Si vous faites partie de ceux m’ayant fait un don sur cette plate-forme, je vous invite à y profiter du chapitre 16 en plus du chapitre 15 d’aujourd’hui !

Sinon, tout continue de façon classique sur xiaowaz, rien ne change 🙂


 

Chapitre 15 – Un vendredi chargé

 

Zorian sentit la bille chargée de mana l’approcher mais ne bougea pas. Il ne pouvait définir le côté duquel elle avait été lancée mais elle n’était pas dirigée vers son front. Il était capable de le dire, quand c’était le cas. Toujours. Pourquoi, il n’en était pas certain, tandis qu’il ne pouvait même pas sentir où la bille allait mais il remerciait les cieux pour ça.
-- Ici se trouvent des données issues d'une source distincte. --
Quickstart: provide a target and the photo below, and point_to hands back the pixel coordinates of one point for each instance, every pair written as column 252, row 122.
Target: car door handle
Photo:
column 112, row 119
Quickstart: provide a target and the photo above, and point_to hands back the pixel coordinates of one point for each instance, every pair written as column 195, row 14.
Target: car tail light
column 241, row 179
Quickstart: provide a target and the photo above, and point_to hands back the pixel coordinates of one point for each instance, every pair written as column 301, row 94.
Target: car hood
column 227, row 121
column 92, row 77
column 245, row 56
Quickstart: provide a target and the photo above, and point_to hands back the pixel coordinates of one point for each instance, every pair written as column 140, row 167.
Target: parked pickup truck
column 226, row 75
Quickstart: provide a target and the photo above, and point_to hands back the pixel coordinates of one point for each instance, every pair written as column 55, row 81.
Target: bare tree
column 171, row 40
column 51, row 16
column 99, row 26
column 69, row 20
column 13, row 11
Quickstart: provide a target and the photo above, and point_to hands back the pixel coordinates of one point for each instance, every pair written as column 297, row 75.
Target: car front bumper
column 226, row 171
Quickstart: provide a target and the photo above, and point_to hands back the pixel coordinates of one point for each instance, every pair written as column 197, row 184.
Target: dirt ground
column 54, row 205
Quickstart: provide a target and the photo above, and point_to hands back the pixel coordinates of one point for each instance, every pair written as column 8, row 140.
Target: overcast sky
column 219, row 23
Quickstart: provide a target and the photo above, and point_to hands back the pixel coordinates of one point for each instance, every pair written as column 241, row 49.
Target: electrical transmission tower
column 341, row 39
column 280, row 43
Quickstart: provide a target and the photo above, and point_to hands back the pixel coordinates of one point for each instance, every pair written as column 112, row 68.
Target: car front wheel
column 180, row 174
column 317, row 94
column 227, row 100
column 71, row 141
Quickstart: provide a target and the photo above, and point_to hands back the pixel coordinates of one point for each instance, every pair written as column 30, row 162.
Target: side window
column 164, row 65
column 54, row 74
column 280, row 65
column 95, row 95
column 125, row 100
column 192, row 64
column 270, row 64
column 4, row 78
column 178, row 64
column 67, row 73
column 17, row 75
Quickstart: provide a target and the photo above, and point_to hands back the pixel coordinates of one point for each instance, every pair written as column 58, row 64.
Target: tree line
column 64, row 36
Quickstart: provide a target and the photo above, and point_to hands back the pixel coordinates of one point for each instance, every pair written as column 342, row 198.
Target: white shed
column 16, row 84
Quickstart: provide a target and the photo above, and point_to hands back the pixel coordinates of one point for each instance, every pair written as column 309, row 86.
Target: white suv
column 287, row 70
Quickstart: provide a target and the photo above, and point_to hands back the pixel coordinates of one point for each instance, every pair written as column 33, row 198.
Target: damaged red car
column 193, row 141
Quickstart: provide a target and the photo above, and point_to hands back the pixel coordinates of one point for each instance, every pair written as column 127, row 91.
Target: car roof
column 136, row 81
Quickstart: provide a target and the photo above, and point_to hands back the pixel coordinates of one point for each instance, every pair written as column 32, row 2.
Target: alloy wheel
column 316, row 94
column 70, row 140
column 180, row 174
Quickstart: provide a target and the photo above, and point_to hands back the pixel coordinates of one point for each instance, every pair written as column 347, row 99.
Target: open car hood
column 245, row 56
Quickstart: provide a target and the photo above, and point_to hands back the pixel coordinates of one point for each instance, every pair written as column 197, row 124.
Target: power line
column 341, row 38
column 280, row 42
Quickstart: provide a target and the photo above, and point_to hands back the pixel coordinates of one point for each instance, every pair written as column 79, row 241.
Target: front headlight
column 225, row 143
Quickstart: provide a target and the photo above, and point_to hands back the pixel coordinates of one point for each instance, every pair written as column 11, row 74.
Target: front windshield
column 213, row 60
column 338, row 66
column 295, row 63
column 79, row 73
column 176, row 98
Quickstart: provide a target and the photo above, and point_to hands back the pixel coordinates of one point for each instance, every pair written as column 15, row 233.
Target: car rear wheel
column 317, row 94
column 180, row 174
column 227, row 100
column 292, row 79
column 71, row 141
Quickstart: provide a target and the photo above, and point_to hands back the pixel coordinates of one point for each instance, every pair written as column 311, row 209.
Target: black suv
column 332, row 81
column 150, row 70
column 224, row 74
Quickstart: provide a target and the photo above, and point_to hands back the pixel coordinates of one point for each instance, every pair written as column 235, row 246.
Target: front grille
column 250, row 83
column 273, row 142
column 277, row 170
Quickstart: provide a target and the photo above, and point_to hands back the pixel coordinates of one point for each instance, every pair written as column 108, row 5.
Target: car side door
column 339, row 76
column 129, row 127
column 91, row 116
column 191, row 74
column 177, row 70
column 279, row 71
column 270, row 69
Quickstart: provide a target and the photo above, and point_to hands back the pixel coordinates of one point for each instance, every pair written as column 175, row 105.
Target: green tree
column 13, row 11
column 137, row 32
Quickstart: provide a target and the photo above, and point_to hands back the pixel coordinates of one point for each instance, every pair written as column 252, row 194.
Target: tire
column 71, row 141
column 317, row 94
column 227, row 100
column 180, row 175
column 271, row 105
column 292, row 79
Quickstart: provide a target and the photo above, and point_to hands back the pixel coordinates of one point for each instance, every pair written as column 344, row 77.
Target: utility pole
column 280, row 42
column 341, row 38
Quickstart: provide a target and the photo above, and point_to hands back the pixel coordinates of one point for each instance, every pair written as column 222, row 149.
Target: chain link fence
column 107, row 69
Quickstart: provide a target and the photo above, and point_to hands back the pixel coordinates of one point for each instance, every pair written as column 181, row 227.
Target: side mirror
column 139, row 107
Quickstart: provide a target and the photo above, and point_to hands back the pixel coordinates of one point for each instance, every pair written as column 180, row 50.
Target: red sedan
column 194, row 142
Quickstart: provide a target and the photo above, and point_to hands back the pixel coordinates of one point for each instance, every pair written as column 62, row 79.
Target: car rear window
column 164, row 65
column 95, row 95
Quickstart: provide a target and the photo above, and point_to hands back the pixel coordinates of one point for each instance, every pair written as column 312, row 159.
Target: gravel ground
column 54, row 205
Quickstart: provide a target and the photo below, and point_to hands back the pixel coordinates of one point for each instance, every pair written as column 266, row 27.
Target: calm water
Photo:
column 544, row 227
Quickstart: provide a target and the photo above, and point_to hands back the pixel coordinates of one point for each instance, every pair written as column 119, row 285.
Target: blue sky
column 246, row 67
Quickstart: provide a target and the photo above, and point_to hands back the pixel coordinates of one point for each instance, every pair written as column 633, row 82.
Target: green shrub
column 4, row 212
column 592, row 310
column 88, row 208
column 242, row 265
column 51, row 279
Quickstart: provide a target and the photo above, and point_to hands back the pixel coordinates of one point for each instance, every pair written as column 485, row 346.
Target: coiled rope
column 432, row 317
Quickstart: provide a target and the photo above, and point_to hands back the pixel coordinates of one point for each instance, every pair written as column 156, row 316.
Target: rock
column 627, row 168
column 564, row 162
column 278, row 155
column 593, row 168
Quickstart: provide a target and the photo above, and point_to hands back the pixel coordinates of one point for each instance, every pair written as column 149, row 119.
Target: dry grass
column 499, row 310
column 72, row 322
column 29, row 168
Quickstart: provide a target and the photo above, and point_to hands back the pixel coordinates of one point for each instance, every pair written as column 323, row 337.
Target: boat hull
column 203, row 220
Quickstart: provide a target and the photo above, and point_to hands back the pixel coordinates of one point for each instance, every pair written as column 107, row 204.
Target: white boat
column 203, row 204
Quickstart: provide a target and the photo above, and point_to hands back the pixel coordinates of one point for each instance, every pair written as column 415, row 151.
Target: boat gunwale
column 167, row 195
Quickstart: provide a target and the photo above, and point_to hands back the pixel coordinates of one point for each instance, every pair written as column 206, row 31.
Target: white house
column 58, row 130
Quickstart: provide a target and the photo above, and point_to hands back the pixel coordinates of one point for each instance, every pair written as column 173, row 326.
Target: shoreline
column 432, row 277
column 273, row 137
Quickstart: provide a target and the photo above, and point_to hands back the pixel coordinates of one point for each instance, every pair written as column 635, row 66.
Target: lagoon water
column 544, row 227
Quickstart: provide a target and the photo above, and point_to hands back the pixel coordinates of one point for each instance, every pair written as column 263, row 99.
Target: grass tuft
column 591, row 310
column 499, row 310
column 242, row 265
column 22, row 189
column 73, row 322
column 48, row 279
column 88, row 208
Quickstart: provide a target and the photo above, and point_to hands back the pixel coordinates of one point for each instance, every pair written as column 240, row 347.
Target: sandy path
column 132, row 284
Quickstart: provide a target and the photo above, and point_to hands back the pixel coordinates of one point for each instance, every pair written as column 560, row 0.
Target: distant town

Il souhaitait simplement pouvoir reproduire ce talent dans tous les exercices.

Le mana de la bille vibra près de sa tête et il lutta pour en définir le côté.

— Gauche, tenta-t-il.

— Faux, lâcha Xvim sur un ton désintéressé. Encore.

Une autre bille arriva dans sa direction. Celle-ci non plus n’étais pas destinée à percuter sa tête. Pas très surprenant, en réalité – Xvim avait arrêté quand il s’était rendu compte que Zorian pouvait les repérer avec un taux de réussite total. Il n’allait pas non plus lui donner de points gratuits, non plus.

— Droite…

— Faux, répondit immédiatement Xvim. Encore.

Zorian fronça les sourcils derrière son bandeau. Est-ce que c’était lui ou les résultats empiraient-ils à mesure que le temps passait ? Quelque chose clochait terriblement, là. Au début de la session, il avait plus de la moitié des réponses correctes et maintenant, il avait faux quoi qu’il arrivât. Il aurait imaginé deviner correctement de temps en temps, même si ce n’était que statistiquement. Il n’y avait que deux possibilités !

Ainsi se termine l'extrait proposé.